The modeling solution discussed on the last post is still valid as well: we must create two new lookup tables: Products and Dates.
Lets start with Products. Suppose I have already loaded both datasets from a SQL Server source. By clicking the ‘reuse existing connections’ option in the ribbon under the ‘design’ tab, we can re-connect to the source and use PowerPivot ‘Table Import Wizard’ to create the lookup table. Instead of selecting from a list of tables, I can use the option ‘Write a query that will specify the data to import.’ Even though I am telling PowerPivot I will write a query, there will be no need to write code at all.
Select the ‘design’ button:
At this point the SQL wizard opens. Here are the steps:
1. Select the Product ID field from Table 1 and the Category from Table 2:
2. Click on the ‘Group and Aggregate’ button on the top right corner
3. Expand the relationships tab
4. Deselect “Auto Detect” on that same tab. Click on the ‘add relationship’ button:
5. Click on the Left Table, specify Table 1. Then click on the Right Table and specify Table 2. Change the join type to ‘Full Outer’ (this is needed when creating lookups that span across multiple tables on the same underlying data source. Here is a good explanation of what joins do).

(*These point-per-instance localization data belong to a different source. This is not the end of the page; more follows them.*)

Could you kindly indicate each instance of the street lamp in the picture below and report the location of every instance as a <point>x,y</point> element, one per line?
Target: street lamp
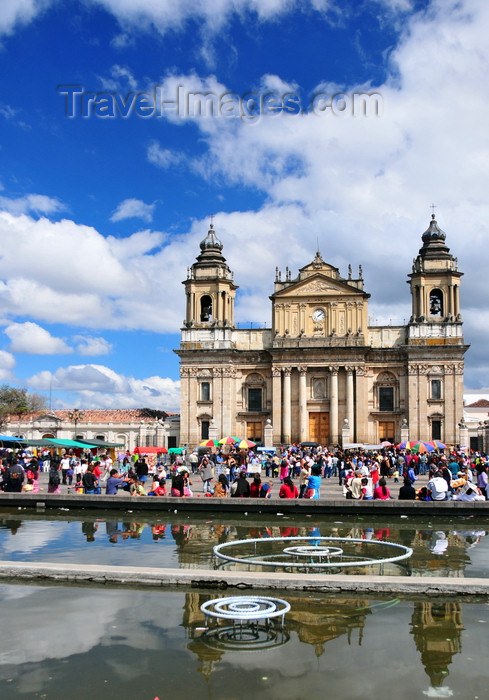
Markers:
<point>76,415</point>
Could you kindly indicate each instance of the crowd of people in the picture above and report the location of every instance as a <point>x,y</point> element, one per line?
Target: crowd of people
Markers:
<point>300,472</point>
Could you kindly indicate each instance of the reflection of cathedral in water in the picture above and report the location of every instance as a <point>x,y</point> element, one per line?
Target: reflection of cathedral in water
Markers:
<point>320,620</point>
<point>437,630</point>
<point>316,621</point>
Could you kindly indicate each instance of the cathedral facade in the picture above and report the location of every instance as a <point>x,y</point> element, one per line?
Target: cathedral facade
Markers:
<point>321,373</point>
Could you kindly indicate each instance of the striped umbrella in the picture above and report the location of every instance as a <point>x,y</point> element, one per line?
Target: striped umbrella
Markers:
<point>438,445</point>
<point>406,445</point>
<point>230,440</point>
<point>246,444</point>
<point>422,448</point>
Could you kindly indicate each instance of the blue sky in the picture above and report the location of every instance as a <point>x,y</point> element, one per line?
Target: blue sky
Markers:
<point>101,215</point>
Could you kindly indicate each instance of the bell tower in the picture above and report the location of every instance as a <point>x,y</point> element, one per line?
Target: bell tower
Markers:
<point>435,285</point>
<point>209,288</point>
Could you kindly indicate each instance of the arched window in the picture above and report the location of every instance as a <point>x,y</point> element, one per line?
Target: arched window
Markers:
<point>254,396</point>
<point>387,389</point>
<point>436,302</point>
<point>206,308</point>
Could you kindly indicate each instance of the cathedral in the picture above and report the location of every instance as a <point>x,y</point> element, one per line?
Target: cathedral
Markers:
<point>321,373</point>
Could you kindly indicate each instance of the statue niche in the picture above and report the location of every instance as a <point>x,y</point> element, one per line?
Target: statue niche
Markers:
<point>206,308</point>
<point>436,302</point>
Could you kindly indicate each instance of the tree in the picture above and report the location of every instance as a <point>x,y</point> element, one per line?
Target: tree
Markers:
<point>18,402</point>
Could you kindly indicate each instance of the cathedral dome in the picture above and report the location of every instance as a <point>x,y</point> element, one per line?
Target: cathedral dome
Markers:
<point>211,241</point>
<point>433,232</point>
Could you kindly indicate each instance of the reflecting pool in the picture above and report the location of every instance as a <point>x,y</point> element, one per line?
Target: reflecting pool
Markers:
<point>87,643</point>
<point>456,546</point>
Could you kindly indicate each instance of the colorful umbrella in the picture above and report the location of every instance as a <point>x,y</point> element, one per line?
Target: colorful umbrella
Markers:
<point>422,447</point>
<point>246,444</point>
<point>438,445</point>
<point>406,445</point>
<point>150,450</point>
<point>230,440</point>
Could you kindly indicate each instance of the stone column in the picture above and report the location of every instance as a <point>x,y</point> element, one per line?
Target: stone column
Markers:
<point>277,404</point>
<point>302,404</point>
<point>268,434</point>
<point>413,398</point>
<point>362,407</point>
<point>346,435</point>
<point>404,431</point>
<point>333,405</point>
<point>350,411</point>
<point>463,432</point>
<point>213,430</point>
<point>286,410</point>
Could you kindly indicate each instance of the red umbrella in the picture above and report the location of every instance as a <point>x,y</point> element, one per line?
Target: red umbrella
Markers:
<point>150,450</point>
<point>230,440</point>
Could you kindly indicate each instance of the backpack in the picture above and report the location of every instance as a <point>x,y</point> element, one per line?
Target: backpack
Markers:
<point>53,479</point>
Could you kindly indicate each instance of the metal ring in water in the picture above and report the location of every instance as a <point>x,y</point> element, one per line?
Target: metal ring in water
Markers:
<point>314,551</point>
<point>245,608</point>
<point>346,561</point>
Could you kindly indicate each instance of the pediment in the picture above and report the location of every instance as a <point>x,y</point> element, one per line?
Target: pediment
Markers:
<point>319,285</point>
<point>47,419</point>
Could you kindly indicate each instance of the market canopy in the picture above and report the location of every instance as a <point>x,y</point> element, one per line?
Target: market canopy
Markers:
<point>150,450</point>
<point>100,443</point>
<point>70,443</point>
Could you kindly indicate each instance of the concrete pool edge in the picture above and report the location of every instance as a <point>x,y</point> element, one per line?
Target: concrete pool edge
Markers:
<point>96,574</point>
<point>41,502</point>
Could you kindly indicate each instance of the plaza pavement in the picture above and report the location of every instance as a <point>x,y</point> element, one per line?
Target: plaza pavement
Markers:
<point>330,488</point>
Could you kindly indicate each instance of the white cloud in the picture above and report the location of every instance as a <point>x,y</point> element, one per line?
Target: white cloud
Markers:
<point>99,386</point>
<point>32,339</point>
<point>31,204</point>
<point>7,363</point>
<point>16,12</point>
<point>133,209</point>
<point>88,345</point>
<point>163,157</point>
<point>96,287</point>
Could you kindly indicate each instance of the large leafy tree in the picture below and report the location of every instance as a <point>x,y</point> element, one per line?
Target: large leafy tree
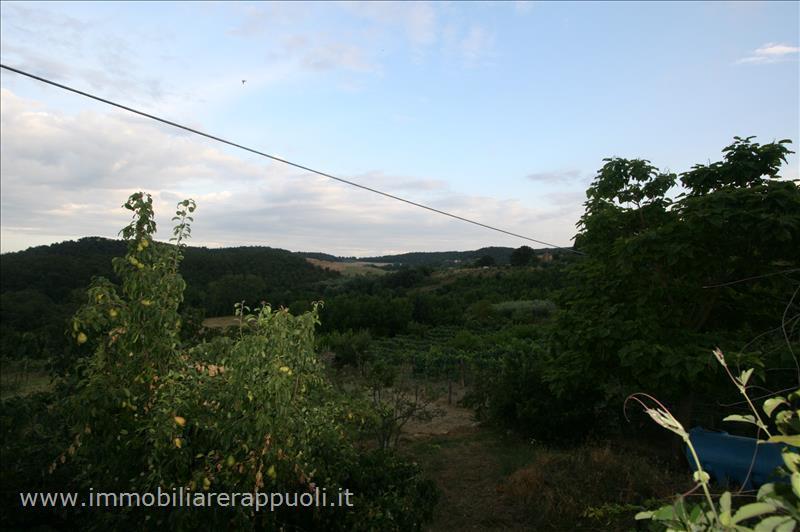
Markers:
<point>665,280</point>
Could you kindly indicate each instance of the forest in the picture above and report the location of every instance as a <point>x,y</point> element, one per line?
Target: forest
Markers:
<point>117,378</point>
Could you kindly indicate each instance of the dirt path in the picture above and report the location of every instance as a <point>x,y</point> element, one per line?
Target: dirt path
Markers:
<point>469,464</point>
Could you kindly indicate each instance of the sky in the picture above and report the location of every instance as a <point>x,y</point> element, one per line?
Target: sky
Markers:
<point>500,112</point>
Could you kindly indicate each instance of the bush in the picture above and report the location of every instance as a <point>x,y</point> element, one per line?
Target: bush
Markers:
<point>252,413</point>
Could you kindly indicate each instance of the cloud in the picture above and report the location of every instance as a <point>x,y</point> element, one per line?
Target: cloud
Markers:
<point>64,176</point>
<point>476,45</point>
<point>771,53</point>
<point>562,176</point>
<point>331,55</point>
<point>417,20</point>
<point>88,54</point>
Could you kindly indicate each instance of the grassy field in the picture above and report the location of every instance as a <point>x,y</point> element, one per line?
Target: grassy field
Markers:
<point>494,480</point>
<point>350,269</point>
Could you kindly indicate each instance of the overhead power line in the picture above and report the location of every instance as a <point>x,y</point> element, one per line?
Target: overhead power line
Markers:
<point>280,160</point>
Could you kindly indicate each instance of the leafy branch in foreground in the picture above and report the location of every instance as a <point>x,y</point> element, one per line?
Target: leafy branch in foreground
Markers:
<point>777,506</point>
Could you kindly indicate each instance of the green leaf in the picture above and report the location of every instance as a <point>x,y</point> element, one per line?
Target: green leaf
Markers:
<point>771,404</point>
<point>771,524</point>
<point>751,510</point>
<point>725,506</point>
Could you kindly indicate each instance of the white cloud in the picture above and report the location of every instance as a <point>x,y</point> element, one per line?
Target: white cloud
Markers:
<point>476,46</point>
<point>771,53</point>
<point>65,175</point>
<point>417,20</point>
<point>559,176</point>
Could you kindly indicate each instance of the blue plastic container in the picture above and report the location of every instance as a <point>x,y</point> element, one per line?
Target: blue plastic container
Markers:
<point>728,458</point>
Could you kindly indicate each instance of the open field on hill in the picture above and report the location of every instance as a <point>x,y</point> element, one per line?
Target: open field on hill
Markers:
<point>350,269</point>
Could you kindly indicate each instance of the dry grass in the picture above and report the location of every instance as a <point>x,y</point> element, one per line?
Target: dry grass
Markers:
<point>350,269</point>
<point>561,486</point>
<point>496,481</point>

Finally, select the Join Fields by double clicking on the field and selecting Product ID (on Table 1) equals to Product ID (on Table 2). Here is how the window should look like:
What we have done is select all the Product IDs from Table 1 (as that table contained a comprehensive list of products), and all the Categories from Table 2 (as there were no category columns on the first table). The ‘grouped by’ option is needed to generate a distinct list of product/category combinations (remove duplicates), and the join was necessary to grab data from both tables.
Once finished, clicking will show you the query PowerPivot has written for you. At this point, you can rename it so it will have a more user friendly name in your data model:
At this point, I can now join the two initial datasets with this lookup table:
Again, it was necessary to do this in order to allow filtering of both initial datasets by a common category. Without this lookup table, it would not be possible (or really difficult) to report on both sets of data in a consolidated view.
Now lets go for the Dates lookup table. In this case there is an small extra challenge: neither table has the complete list of dates. So after we configure the wizard using the same technique above, we get the following:
which results on this in-memory table:
With DAX, we can easily overcome this. By creating a new calculated column, we can now have the complete list of unique days in only one place:
=IF([Table_1 Date] = BLANK(), [Table_2 Date], [Table_1 Date])
Further calculated columns can add more calendar levels for analysis, like month, quarter, year and so on.
The data model (in the PowerPivot design window) now should look like this (once the relationships have been created):
To be able to slice “Total Sales Amount” by Product or Date, we only need to do one extra step – create a DAX measure to add the Amounts from both extracts (Table_1 and Table_2, just was we did in the last blog post):
With this, you can now slice the consolidated amount (from both extracts) by any relevant Product or Date category with the added advantage that PowerPivot will update the lookup tables once a data refresh has been executed. In the end, not only the DAX calculations will be dynamic (based on query and filter context), but the data model will by dynamic based on the newly imported data.